EU-US Privacy Shield faces its moment of truth

While you were tucking into your ham sarnie European Commission Věra Jourová touched down in the US to start the first annual review of the EU-US Privacy Shield.

It’s the reason why the internet giants of Silicon Valley can do business in the European bloc, or at least the reason why it can be done this easily. It’s the mechanism which allows these companies to move personal information outside of the European Union. It is the only thing which maintains the privacy and data protection rights of European citizens in the US. Somehow the review of this critical enabler has snuck under the radar though.

“This review will be the moment of truth for Privacy Shield,” said Jourová. “We have put a lot of hard work into this, so now we will see if our efforts are paying off.”

But how important is EU-US Privacy Shield? In a short word, very important. It’s an all-encompassing agreement which essentially guarantees organizations will maintain the principles of European data privacy and protection laws outside of the bloc. If you moving data out of Europe and into a US data-centre, you’ll have to sign-up to this pact (or at least your public cloud provider would have to) or it’s a no-deal situation.

Considering it is such an important document for the digital economy, the foundations of the mechanism are pretty shaky. This is part of the reason for the review. The Privacy Shield’s predecessor, Safe Harbour, was allowed to run its course, ultimately meaning the protections in the US were no-longer guaranteed. In short, US spies had too much access and the European Court of Justice killed off the agreement.

“Europeans insist on having our data protected,” said Jourová (in the pink jacket, smiling menacingly, below). “I expect there will be gaps identified by the review and some proposals for improvements but I don’t expect we will reopen negotiations again.”

So what are the threats the pact is facing?

Firstly, the US government still hasn’t appointed an ombudsman to oversee Privacy Shield. This was supposed to be one of the first conditions of the pact; it is where European citizens can complain should they want to complain. Since President Trump won the election in November, the office has been empty.

This isn’t so much a threat to the pact, as a nuisance. It’s more of a public diss to the European Commission; we’ll get around to it eventually, but the adult-work needs to be done first, the US could be saying. It doesn’t encourage anyone to believe the US are taking the situation very seriously. But to be honest, Trump and his cronies don’t seem to be in a hurry with appointments anywhere. Of the 599 positions which require Senate confirmation in his government, 316 have not had a nominee yet.

Secondly, the pact is facing legal challenges in both Ireland and France. Campaigners claim the pact does not in fact adequately protect the rights of European citizens in the states. The presence of these challenges does not indicate the Privacy Shield does not work, there will always be challenges when dealing with a sensitive process like this, but it does suggest a weakness.

Combine these challenges with noise coming from other corners of the industry and you start to get concerned. European Data Protection Supervisor, Giovanni Buttarelli outlined his concerns on whether the proposed agreement will provide adequate protection against indiscriminate surveillance, believing the pact would not be strong enough to stand up. Buttarelli does not have the power to strike down the agreement, but the European Data Protection Supervisor is a pretty influential decision maker.

Article 29 Working Group is another respected group which has indicated worry over the pact. Max Schrems, who is credited with initiating the Safe Harbour downfall, also discredited the agreement. But the European Commission decided moving forward was the best course of action, perhaps accepting Privacy Shield was better than the alternative; nothing.

Ultimately, should Jourová not be able to iron out the creases in the Privacy Shield agreement, there could be some serious problems down the road. The most immediate risk would be the European Court of Justice striking down this agreement was well, leaving US firms in an odd legal limbo when it comes to Europe. But the consequences could be much more widespread.

The EU-US Privacy Shield is seen by some as a template agreement for other countries wanting to do business with the Europeans, but not having adequate data protections laws. Imagine a documents with an Insert Country line towards the top. Sign it and you agree to abide by European data protection law, and therefore you can operate in the block. If EU-US Privacy Shield does not exist, you don’t have a template for anyone else.

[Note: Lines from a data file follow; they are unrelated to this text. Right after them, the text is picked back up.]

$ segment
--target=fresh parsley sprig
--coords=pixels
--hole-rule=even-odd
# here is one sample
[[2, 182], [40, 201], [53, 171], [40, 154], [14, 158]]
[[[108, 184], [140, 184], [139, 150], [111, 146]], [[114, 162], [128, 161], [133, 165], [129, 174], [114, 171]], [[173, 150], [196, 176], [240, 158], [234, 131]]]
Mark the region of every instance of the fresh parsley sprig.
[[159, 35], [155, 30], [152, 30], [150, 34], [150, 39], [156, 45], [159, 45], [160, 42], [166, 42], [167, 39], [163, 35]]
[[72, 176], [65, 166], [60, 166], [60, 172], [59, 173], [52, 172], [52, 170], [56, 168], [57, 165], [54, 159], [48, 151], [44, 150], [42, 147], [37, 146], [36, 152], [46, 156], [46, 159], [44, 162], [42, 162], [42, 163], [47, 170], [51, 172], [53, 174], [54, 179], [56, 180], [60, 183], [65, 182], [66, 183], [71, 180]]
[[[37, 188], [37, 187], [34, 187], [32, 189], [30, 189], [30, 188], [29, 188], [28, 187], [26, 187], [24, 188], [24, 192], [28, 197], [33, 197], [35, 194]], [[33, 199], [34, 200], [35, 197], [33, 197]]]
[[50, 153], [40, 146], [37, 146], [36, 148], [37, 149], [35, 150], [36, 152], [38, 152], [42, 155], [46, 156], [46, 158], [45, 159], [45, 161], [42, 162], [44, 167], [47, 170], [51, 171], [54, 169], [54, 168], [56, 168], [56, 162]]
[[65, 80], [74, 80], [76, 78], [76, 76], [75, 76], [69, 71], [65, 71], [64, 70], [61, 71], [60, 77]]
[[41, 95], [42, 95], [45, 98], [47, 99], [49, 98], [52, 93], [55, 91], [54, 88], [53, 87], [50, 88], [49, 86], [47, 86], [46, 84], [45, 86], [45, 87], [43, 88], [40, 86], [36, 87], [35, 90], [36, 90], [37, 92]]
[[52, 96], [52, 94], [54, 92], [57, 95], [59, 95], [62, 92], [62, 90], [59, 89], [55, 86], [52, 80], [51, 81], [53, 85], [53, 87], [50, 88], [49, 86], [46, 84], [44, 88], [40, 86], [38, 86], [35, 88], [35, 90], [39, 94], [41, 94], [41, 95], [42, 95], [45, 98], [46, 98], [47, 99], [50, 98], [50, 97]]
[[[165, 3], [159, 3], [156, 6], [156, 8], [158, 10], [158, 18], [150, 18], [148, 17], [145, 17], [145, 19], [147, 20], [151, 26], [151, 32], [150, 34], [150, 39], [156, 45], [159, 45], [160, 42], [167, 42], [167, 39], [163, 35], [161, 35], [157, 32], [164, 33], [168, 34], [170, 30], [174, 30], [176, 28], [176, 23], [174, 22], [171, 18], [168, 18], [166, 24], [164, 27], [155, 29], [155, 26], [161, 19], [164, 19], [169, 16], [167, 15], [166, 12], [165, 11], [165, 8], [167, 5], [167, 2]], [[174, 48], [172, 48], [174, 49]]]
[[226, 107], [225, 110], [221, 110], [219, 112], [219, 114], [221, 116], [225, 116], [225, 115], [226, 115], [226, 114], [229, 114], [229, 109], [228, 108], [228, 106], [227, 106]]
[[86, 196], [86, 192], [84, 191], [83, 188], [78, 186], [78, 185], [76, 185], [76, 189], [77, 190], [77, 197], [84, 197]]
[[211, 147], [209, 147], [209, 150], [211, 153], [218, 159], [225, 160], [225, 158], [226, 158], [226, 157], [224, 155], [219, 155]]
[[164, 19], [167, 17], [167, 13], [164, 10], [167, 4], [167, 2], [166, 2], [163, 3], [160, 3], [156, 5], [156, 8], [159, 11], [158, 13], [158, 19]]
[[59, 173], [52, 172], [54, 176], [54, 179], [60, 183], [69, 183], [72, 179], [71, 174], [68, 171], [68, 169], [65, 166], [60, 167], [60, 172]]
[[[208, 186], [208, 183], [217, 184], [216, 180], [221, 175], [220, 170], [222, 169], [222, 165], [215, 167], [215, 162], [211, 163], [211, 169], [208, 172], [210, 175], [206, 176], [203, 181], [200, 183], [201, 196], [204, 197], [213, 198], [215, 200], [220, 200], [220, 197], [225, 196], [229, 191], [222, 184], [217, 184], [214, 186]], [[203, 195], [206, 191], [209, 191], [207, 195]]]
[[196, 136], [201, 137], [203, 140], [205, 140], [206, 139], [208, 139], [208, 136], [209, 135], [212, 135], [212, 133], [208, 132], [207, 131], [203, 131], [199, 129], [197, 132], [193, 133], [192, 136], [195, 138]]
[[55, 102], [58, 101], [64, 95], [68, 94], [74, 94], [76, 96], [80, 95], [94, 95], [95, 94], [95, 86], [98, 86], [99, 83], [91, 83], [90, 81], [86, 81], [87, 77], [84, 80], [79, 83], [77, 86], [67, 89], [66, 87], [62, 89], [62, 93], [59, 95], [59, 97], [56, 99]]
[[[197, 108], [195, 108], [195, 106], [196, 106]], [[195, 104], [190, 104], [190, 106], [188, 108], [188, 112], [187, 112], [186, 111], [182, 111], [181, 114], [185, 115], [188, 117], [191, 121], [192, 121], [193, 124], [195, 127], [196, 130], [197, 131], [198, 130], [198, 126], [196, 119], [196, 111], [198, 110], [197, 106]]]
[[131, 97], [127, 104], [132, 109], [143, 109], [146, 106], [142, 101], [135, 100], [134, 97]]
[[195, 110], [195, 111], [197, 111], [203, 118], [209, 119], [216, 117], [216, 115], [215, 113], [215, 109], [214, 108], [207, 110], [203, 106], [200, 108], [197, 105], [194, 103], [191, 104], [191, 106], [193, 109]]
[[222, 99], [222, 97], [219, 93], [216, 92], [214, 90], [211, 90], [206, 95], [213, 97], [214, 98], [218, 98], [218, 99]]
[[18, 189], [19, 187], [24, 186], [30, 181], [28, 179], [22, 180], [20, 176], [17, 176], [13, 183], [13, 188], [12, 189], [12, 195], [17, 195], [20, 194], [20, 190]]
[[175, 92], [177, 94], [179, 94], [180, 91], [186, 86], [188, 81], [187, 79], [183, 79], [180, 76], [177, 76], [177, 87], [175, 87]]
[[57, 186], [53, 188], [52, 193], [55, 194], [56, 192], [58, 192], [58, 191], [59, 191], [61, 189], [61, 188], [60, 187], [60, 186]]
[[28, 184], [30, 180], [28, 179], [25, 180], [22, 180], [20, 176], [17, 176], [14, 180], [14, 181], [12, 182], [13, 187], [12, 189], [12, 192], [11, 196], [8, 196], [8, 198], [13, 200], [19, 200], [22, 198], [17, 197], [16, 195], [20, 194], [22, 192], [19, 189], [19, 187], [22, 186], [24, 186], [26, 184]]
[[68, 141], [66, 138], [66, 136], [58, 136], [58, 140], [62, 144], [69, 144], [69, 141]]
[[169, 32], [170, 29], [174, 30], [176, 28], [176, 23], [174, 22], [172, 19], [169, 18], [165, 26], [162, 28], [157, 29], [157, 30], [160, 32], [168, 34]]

Japan is another area which could be a bit of collateral damage. Having agreed a free-trade agreement earlier in the summer, the European Commission was keen to sign a similar EU-Japan Privacy Shield. Part of the under-review agreement may have been used as a template, or maybe the team will just want to concentrate on one thing at a time. In any case, distractions and complications will not be appreciated.

Telecoms.com is not saying the European Court of Justice will strike down the Privacy Shield in the immediate future. We are also not stating the Privacy Shield is ineffective either. But with legal challenges and data protection experts voicing their own concerns, there is certainly a bit of smoke.